Immagino il grande Jack Kerouac che stringe la mano di Lena Erkhova: una coppia eccezionale! Sicuramente la vivace donna avrebbe da insegnare all’inquieto scrittore e chissà, magari sarebbe anche di ispirazione per altri suoi capolavori. Perché Leva è la donna che all’età di 83 anni, ha deciso di riempire la sua valigia del necessario e si è messa in cammino: una bella passeggiata fatta di viaggi, di spostamenti, di scoperte e di sorprese! Dalla Germania alla Repubblica Ceca, dalla Turchia al Vietnam, da Israele alla Thailandia… un viaggio lungo quanto il suo orizzonte, senza limiti e senza timori.

Dalle foto che Lena pubblica sul suo profilo, la si può vedere a cavalcioni di un cammello, sulla spiaggia, sulle montagne: il tratto, la particolarità che accomuna ogni suo scatto è il sorriso, l’allegria che da ogni foto emerge, esplode, scoppia, come la bellezza di quelli che per Kerouac sono i pazzi: “quelli che sono pazzi di vita, pazzi per parlare, pazzi per essere salvati, vogliosi d’ogni cosa allo stesso tempo, quelli che mai sbadigliano o dicono un luogo comune, ma bruciano, bruciano, bruciano come favolosi fuochi artificiali che esplodono tra le stelle e nel mezzo si vede la luce azzurra dello scoppio centrale e tutti fanno oh!”.

E credo che Lena sia tra queste persone: quelle che scelgono di vivere ogni giorno ed ogni giorno accolgono la possibilità che l’ovunque offre; quelle che vogliono verificare se la notte è uguale in ogni parte del mondo; quelle che sono curiose, che osano, che si lasciano affascinare dal nuovo, dal non ancora conosciuto; quelle che non esistono aspettando l’ultimo giorno ma vivono tutti i giorni che lo precedono, e lo fanno al meglio. Al massimo. Nel modo che più piacerà ricordare e che più riempirà di gioia ogni respiro, come ora le mani riempiono la valigia di ogni viaggio, di ogni partenza, di ogni ritorno.

Perché “la strada è la vita”, dice Kerouac: e percorrerla per intero, è renderle onore.
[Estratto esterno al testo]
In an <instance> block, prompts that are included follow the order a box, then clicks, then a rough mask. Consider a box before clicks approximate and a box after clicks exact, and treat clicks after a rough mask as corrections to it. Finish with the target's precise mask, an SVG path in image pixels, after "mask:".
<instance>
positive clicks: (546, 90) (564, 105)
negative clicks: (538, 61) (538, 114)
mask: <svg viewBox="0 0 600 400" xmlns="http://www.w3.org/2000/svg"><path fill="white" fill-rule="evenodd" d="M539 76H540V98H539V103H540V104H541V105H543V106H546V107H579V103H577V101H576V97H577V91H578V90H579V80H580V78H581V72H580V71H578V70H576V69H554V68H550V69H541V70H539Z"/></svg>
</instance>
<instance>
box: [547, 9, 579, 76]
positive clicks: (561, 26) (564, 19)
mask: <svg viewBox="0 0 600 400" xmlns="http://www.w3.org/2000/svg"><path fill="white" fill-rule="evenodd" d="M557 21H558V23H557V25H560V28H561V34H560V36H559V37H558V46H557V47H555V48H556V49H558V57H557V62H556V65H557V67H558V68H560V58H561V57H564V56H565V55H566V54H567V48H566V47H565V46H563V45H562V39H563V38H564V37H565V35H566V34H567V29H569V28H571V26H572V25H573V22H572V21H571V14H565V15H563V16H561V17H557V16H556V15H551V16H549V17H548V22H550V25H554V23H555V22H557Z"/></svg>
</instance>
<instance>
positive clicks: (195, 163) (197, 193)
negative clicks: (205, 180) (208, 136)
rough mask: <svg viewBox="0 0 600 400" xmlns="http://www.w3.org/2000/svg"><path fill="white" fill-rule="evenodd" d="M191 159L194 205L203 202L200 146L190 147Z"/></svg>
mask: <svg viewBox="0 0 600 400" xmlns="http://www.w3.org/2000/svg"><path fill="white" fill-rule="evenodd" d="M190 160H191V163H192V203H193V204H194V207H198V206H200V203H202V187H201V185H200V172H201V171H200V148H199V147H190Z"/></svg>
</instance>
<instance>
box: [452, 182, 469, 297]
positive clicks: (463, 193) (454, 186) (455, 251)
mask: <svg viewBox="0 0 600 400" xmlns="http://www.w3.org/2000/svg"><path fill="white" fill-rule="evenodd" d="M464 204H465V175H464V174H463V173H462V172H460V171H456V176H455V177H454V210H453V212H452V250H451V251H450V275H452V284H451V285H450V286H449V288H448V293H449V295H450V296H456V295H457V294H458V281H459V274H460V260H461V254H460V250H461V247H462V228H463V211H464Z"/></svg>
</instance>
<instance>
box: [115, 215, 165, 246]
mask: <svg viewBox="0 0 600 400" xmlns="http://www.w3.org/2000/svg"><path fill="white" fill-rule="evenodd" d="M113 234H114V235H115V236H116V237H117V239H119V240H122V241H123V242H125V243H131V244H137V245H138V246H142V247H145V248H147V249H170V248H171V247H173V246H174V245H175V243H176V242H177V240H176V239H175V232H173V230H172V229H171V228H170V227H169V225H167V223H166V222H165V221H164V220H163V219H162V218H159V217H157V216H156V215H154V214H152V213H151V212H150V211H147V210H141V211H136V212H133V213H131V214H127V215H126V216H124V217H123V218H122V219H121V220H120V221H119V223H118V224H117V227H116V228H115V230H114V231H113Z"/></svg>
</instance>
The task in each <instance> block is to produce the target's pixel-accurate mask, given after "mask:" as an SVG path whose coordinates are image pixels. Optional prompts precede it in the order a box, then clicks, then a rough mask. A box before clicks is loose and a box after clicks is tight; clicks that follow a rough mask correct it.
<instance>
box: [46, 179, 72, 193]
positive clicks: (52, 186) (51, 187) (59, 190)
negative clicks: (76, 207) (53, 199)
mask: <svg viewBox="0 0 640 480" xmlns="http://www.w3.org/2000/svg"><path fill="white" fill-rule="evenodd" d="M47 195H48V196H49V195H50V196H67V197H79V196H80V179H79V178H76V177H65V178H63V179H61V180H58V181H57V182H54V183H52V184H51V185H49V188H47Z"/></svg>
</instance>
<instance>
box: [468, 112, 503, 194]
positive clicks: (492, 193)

Un augurio a Lena, donna coraggiosa e vivace e fiduciosa verso ogni posto, verso ogni luogo che è Terra, che è Casa, che è Scoperta, che è quello che prima di andarci non si sapeva: un po’ come la vita. Nessuno può sapere come sarà, come andrà se non la si vive. Per questo, conviene farlo nel miglior modo.